I have had many a panicked conversation with new beekeepers who have brought home a nuc of bees to a Top Bar hive and figured out that it’s just not gonna fit. Traditional nucs are comprised of 5 Langstroth frames, which aren’t compatible with Top Bar or Warre hives unless you do major frame surgery. It becomes a sticky, stressful situation for all involved and is a terrible way to kick off a beekeeping venture! I am speaking from experience because this is exactly how I got started.
In the spirit of helping future beekeepers avoid this mix-up, let’s look at the differences between the two primary ways of obtaining honey bees: nucs and packages.
Packages are small boxes filled with 3 lbs of bees (~10,000 bees)! There are large apiaries (bee yards) dedicated to raising bees and shipping them all over the country. These compact crates are full of worker bees and a mated queen kept in a protected cage. Packages do not include any kind of frame or comb. Once received, the packaged bees are shaken straight into an empty hive and the caged queen is placed inside with them. The bees will chew through a candy plug in the queen cage to release her, and then they will get started on their bee business.
- Packages are produced on a massive scale, so they are readily available in the spring.
- Since they can be shipped anywhere, they are available to people who don’t have nearby sources of honeybees.
- They will work with any style of hive! Top Bar, Warre, Langstroth, skep… doesn’t matter.
- You get to observe the process of the bees starting from scratch, which is educational for a new beekeeper.

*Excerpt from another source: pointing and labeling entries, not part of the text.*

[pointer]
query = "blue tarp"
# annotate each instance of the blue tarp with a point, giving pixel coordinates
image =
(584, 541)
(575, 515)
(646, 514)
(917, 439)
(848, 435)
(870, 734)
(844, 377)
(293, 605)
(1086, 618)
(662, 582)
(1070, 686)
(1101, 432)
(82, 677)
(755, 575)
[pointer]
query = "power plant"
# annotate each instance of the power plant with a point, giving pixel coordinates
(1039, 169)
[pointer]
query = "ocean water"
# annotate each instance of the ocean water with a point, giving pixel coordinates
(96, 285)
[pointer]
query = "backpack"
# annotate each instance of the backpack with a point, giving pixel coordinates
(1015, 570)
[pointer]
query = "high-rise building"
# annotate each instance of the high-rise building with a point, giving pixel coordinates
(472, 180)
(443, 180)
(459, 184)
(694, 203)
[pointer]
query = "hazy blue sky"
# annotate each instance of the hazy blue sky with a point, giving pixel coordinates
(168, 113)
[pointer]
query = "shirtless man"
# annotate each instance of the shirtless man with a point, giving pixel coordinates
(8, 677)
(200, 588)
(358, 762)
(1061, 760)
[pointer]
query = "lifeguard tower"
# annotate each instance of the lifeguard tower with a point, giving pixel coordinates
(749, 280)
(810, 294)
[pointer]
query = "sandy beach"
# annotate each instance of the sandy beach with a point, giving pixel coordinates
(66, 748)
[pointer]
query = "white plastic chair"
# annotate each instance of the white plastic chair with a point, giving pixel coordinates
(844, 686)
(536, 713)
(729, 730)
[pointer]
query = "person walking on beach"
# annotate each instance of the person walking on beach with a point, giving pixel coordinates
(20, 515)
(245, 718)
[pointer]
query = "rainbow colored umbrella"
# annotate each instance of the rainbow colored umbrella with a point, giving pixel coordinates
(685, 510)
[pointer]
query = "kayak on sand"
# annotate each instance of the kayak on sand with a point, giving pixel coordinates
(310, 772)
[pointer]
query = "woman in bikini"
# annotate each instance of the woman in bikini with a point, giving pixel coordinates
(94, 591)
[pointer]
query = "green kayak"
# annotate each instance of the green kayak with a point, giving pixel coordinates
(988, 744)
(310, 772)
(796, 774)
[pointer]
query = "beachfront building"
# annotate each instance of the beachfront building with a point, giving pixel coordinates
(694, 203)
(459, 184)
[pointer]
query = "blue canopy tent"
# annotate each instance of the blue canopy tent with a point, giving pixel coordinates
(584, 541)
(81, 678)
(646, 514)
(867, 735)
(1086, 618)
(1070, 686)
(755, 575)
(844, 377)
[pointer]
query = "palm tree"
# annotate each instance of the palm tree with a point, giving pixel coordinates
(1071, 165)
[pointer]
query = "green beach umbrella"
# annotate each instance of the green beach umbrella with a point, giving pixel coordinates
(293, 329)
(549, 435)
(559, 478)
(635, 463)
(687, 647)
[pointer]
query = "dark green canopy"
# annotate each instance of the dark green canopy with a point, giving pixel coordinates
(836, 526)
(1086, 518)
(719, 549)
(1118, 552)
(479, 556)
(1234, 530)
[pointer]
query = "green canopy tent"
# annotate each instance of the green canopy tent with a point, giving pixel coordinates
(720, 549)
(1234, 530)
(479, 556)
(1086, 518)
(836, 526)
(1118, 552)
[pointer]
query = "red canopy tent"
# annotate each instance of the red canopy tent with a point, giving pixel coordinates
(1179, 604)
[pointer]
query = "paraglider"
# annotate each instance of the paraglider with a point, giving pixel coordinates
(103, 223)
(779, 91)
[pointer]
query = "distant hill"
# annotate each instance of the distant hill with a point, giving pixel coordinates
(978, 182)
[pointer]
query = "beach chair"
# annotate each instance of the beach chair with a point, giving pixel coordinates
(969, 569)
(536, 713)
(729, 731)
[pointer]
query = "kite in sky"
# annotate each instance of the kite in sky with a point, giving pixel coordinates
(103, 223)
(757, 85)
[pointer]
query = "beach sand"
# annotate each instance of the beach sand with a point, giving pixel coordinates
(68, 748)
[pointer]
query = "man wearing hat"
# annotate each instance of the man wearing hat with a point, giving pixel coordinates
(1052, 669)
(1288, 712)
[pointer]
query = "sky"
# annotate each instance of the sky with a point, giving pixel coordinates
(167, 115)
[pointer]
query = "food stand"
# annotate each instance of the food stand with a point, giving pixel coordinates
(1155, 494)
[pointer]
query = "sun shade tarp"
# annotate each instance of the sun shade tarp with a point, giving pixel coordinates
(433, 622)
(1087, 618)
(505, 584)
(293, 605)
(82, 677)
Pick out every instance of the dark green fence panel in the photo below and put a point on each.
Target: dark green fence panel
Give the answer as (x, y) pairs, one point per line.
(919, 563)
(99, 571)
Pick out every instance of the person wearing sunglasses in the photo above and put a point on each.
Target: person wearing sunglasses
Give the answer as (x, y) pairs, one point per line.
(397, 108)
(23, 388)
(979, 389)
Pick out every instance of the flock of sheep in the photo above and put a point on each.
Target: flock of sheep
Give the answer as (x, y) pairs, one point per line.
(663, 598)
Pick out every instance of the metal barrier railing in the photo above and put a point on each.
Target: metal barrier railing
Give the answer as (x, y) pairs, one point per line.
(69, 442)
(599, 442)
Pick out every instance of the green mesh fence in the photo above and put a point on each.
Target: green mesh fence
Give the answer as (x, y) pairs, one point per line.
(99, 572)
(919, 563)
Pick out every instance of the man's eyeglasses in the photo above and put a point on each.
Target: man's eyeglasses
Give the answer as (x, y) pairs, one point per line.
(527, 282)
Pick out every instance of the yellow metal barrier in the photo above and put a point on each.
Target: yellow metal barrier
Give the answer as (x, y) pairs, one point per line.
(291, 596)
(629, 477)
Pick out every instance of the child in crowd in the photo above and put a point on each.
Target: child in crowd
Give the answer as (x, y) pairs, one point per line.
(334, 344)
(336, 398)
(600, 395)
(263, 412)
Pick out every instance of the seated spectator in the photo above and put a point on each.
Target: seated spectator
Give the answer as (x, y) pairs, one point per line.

- Packages are typically shaken together from several different “production” hives, and the queens are pulled from separate “queen rearing” hives. The quality of mass-produced honeybee queens have been called into question in recent years, and the fact that there are only a few large operations raising the majority of bred queens is dramatically reducing the gene pool.
- Because they are being shipped from across the country, the bees will not be acclimated to your location (weather, forage, pests, etc.), which lowers their chances of survival.
- Being packaged and shipped is stressful for the bees and can weaken their immune systems.
- Since they are starting without any food or brood, they need to be fed for several weeks upon installation.
- Once again, because packaged bees do not start out with brood (baby bees), you will see the population dwindle in the first month. There are no new bees emerging to replenish the older population, and new bees won't start emerging until about 30 days after installation.
"Nuc" is the industry term for nucleus box, which is traditionally a mini Langstroth hive box with 4 - 5 frames of bees, brood, honey, pollen and a mated queen.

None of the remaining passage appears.